His early works indeed offer explicit erotic implications, or even propositions. It's as if the painter, then a destitute youthful artist, aligned with the city's sex workers, offering himself to survive. In the Florentine gallery, with this idea in mind, viewers might turn to an additional early creation, the 1596 masterpiece Bacchus, in which the god of alcohol stares coolly at you as he begins to undo the black ribbon of his robe.
A few annums after Bacchus, what could have driven Caravaggio to paint Victorious Cupid for the artistic patron Vincenzo Giustiniani, when he was at last growing almost established with important ecclesiastical projects? This profane pagan deity revives the sexual challenges of his initial paintings but in a increasingly intense, uneasy manner.

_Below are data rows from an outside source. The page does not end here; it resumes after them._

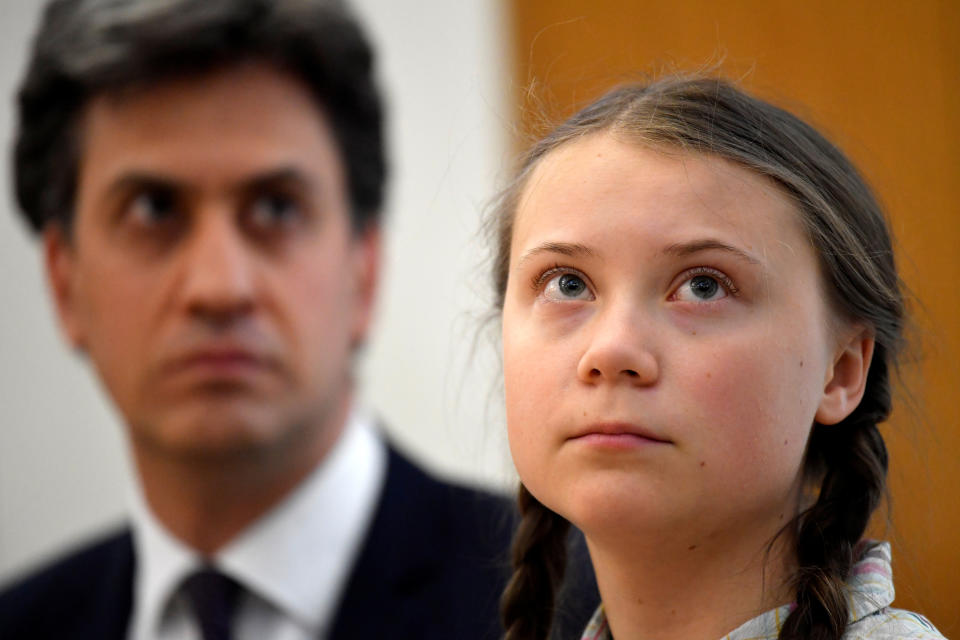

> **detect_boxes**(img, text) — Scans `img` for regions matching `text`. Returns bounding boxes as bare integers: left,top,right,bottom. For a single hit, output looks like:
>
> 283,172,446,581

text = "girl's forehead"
512,133,809,258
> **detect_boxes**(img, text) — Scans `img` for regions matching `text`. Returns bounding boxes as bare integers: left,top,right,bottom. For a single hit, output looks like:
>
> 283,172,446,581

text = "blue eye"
543,272,593,300
675,274,728,302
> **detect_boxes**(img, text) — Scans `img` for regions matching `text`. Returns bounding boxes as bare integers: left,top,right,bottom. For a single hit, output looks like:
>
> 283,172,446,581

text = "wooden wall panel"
510,0,960,637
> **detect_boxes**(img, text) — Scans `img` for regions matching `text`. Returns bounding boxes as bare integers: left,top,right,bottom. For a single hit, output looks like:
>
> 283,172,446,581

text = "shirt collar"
131,409,387,637
581,541,894,640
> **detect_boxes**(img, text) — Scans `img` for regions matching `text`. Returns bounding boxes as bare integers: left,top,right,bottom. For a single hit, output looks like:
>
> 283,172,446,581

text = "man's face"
45,65,379,456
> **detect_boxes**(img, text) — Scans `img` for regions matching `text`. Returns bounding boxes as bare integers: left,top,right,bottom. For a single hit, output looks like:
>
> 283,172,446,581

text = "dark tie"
183,567,240,640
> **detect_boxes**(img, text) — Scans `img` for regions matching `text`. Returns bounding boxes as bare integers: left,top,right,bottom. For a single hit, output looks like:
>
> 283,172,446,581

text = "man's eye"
128,189,177,227
249,193,302,229
543,272,593,300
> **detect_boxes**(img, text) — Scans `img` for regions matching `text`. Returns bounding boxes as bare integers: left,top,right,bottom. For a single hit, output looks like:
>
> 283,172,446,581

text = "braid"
780,353,890,640
500,484,570,640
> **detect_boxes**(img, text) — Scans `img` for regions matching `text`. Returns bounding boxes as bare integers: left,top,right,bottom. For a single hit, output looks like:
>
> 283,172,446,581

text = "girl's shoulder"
843,607,946,640
843,541,944,640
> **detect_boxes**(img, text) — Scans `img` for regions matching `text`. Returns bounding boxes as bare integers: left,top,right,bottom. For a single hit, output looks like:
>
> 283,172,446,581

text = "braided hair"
489,76,905,640
500,484,570,640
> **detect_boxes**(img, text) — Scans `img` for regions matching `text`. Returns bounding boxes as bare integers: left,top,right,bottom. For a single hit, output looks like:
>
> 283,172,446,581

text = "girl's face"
503,134,852,545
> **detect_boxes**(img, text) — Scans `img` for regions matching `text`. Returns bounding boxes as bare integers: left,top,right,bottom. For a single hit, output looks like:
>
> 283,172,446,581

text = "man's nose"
180,210,256,322
577,305,660,386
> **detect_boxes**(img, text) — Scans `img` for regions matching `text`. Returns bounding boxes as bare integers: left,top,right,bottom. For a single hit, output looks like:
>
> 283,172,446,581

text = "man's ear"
351,223,382,348
814,327,874,424
43,223,86,351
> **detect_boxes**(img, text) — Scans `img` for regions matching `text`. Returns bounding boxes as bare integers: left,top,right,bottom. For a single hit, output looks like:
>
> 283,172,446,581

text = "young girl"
495,78,942,640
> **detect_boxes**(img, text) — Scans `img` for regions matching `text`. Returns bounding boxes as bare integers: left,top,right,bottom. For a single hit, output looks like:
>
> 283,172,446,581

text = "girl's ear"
43,224,86,351
814,327,874,424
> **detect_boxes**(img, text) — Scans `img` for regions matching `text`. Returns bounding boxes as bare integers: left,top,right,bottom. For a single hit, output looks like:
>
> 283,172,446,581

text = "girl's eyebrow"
663,238,763,266
517,242,600,268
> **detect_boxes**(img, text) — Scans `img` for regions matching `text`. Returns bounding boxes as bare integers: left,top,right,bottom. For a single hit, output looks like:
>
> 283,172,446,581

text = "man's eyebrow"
109,167,312,195
108,171,184,196
517,242,600,267
663,238,763,265
240,167,313,192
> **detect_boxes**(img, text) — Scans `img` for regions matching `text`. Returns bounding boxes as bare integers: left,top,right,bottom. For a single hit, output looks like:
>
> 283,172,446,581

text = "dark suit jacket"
0,448,598,640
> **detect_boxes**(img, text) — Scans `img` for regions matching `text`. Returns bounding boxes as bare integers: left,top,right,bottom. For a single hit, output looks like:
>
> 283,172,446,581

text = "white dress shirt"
128,409,387,640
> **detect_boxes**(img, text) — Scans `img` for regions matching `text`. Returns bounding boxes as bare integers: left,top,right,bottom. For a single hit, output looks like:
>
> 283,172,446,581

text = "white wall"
0,0,512,582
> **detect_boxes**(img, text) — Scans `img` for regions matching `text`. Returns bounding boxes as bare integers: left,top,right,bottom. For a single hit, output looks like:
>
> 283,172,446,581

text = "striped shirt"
581,542,945,640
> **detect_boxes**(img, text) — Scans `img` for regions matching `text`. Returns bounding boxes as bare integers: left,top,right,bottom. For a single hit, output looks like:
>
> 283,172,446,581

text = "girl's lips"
571,422,673,447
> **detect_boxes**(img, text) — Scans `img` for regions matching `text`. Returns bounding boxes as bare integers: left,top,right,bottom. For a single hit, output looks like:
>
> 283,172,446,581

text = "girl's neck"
587,532,795,640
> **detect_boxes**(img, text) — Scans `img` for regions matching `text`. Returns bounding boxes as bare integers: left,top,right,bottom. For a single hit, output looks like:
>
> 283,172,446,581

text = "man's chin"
131,403,295,462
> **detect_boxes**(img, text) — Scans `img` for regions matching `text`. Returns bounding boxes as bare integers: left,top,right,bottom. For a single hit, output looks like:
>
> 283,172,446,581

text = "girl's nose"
577,314,660,386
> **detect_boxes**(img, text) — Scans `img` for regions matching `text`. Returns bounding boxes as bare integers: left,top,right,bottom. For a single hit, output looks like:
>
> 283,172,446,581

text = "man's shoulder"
0,528,134,638
380,447,517,549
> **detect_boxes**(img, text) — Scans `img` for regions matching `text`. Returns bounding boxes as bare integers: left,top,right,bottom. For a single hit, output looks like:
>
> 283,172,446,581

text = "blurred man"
0,0,595,640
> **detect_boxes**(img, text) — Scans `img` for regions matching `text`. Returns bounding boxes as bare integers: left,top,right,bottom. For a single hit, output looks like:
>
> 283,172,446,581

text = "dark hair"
491,77,905,640
14,0,386,231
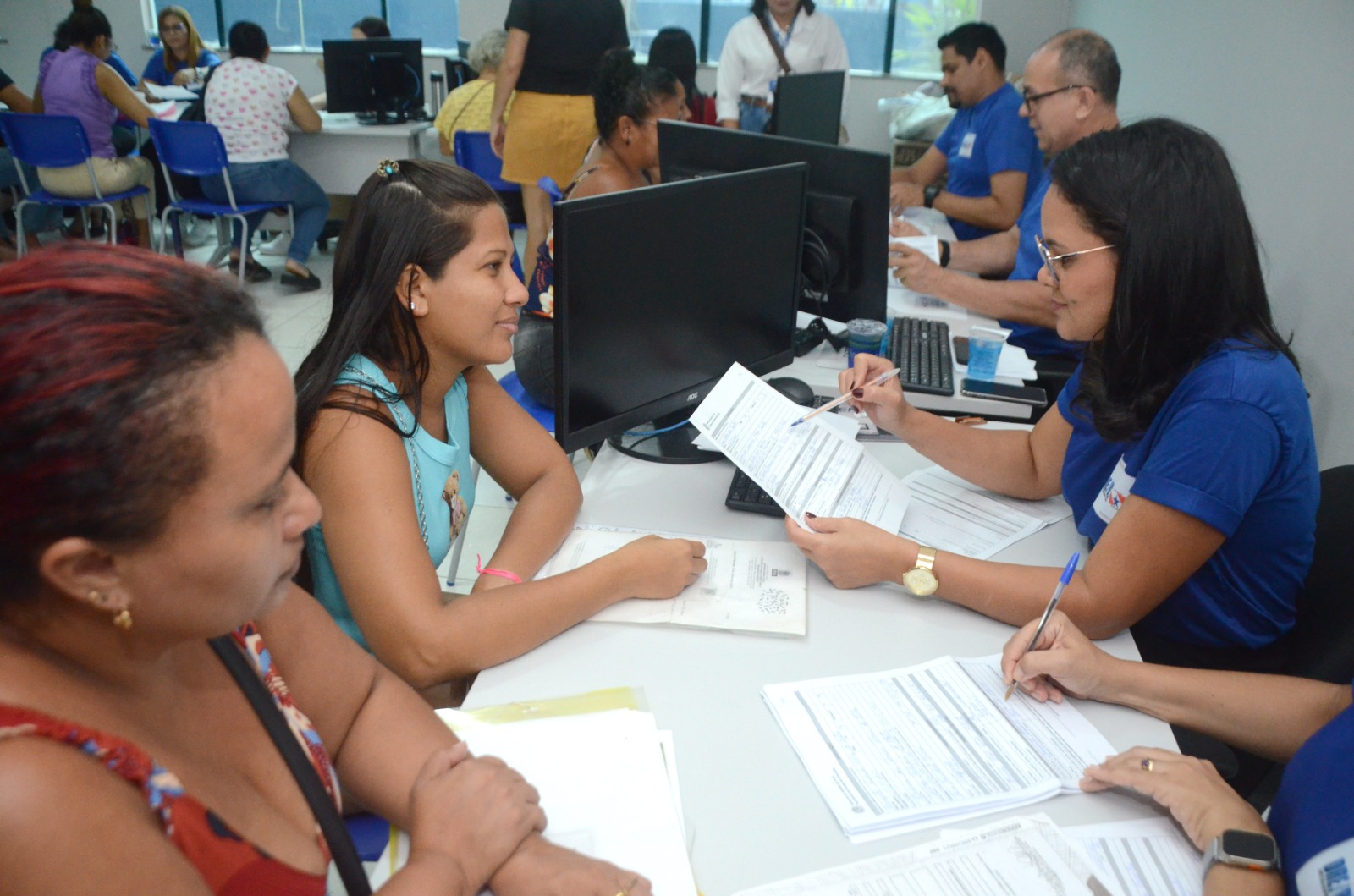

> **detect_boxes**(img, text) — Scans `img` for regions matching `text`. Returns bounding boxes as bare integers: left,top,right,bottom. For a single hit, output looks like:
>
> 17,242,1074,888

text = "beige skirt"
503,91,597,187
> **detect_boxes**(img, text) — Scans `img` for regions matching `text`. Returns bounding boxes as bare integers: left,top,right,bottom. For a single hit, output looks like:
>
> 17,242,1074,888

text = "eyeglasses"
1034,234,1119,286
1024,84,1095,113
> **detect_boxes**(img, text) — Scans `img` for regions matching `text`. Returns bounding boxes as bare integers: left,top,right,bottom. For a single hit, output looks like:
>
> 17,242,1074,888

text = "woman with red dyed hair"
0,245,648,896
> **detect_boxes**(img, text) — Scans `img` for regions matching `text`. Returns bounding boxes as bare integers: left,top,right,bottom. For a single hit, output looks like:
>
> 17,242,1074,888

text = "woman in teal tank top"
296,160,706,702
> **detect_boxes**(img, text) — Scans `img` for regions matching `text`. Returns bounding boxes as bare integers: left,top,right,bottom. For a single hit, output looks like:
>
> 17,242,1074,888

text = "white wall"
1074,0,1354,468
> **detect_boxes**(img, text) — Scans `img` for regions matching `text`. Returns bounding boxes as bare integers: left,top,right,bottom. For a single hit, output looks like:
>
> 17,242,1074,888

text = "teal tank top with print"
306,355,476,651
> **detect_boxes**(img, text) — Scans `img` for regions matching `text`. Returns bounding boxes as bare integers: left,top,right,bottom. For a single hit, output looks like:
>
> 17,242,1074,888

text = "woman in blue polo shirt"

Fifty years afterwards, its hidden meaning seemed clear: it was a portrait of Caravaggio's companion. A English traveller viewed Victorious Cupid in about 1649 and was informed its subject has "the physique and countenance of [Caravaggio's|his] owne youth or assistant that slept with him". The name of this adolescent was Francesco.
The artist had been dead for about 40 annums when this account was documented.